Poetry has too many guises and effects to be described in a sentence or two or ten. But it often brings together disparate elements that explore meaning on the edges of awareness and apprehension. We don’t always know what’s in the “sausage,” but good poetry can provide glimpses of a world strange, wondrous, disturbing, and eerily familiar.

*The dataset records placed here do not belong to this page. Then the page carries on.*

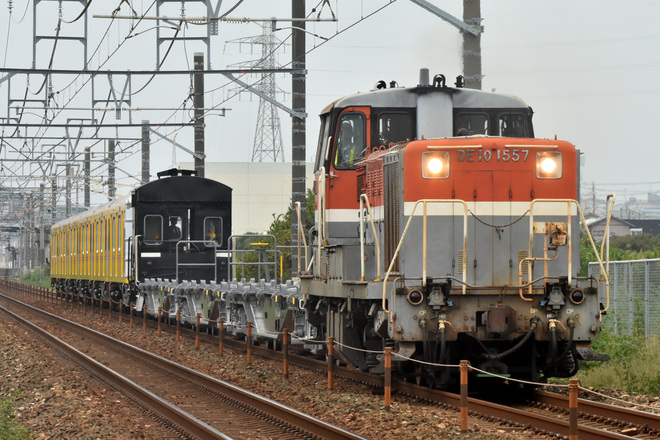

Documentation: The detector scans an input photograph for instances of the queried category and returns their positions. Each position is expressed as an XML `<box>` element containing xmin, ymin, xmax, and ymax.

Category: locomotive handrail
<box><xmin>518</xmin><ymin>199</ymin><xmax>614</xmax><ymax>315</ymax></box>
<box><xmin>296</xmin><ymin>202</ymin><xmax>309</xmax><ymax>276</ymax></box>
<box><xmin>360</xmin><ymin>194</ymin><xmax>380</xmax><ymax>281</ymax></box>
<box><xmin>133</xmin><ymin>234</ymin><xmax>142</xmax><ymax>286</ymax></box>
<box><xmin>382</xmin><ymin>199</ymin><xmax>468</xmax><ymax>321</ymax></box>
<box><xmin>600</xmin><ymin>194</ymin><xmax>616</xmax><ymax>273</ymax></box>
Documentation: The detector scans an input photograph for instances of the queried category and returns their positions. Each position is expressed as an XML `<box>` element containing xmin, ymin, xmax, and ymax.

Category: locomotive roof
<box><xmin>321</xmin><ymin>86</ymin><xmax>529</xmax><ymax>114</ymax></box>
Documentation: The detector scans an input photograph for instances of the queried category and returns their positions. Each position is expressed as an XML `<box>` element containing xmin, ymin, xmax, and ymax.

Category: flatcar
<box><xmin>301</xmin><ymin>70</ymin><xmax>606</xmax><ymax>386</ymax></box>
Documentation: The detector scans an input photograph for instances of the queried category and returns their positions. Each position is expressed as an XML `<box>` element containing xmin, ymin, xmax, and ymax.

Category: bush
<box><xmin>0</xmin><ymin>395</ymin><xmax>29</xmax><ymax>440</ymax></box>
<box><xmin>577</xmin><ymin>327</ymin><xmax>660</xmax><ymax>395</ymax></box>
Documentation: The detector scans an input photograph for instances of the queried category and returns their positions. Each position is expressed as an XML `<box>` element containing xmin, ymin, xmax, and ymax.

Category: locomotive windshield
<box><xmin>333</xmin><ymin>113</ymin><xmax>366</xmax><ymax>169</ymax></box>
<box><xmin>378</xmin><ymin>112</ymin><xmax>412</xmax><ymax>147</ymax></box>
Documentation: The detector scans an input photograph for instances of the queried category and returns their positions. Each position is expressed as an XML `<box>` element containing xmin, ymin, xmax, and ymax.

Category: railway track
<box><xmin>0</xmin><ymin>295</ymin><xmax>364</xmax><ymax>440</ymax></box>
<box><xmin>5</xmin><ymin>284</ymin><xmax>660</xmax><ymax>440</ymax></box>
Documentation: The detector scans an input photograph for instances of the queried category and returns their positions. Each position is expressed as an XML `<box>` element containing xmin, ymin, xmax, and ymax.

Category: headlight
<box><xmin>422</xmin><ymin>151</ymin><xmax>449</xmax><ymax>179</ymax></box>
<box><xmin>536</xmin><ymin>151</ymin><xmax>562</xmax><ymax>179</ymax></box>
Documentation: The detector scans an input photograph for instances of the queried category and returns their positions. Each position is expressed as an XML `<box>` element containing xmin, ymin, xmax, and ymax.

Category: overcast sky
<box><xmin>0</xmin><ymin>0</ymin><xmax>660</xmax><ymax>210</ymax></box>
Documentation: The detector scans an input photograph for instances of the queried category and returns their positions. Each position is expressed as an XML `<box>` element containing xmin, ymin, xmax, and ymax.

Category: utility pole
<box><xmin>83</xmin><ymin>147</ymin><xmax>92</xmax><ymax>209</ymax></box>
<box><xmin>141</xmin><ymin>121</ymin><xmax>150</xmax><ymax>185</ymax></box>
<box><xmin>291</xmin><ymin>0</ymin><xmax>307</xmax><ymax>275</ymax></box>
<box><xmin>108</xmin><ymin>140</ymin><xmax>116</xmax><ymax>201</ymax></box>
<box><xmin>193</xmin><ymin>52</ymin><xmax>204</xmax><ymax>177</ymax></box>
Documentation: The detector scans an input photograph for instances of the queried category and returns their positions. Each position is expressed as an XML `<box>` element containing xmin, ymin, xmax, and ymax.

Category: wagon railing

Of course love has always been and always will be the poet’s major subject and inspiration. Nicoll-Johnson ended his reading with a poem every husband who ever loved will wish he had written, and every beloved wife will wish to receive:

 Notes from a thirty year first date
for Teri

At dawn parrots in the trees
Pots of coffee
Silences on the long road
Familiar waking in strange places
Dancing in the kitchen
Ten thousand flights of stairs
Always ascending

Modesto has poets.

 

About Eric Caine

Eric Caine formerly taught in the Humanities Department at Merced College. He was an original Community Columnist at the Modesto Bee, and wrote for The Bee for over twelve years.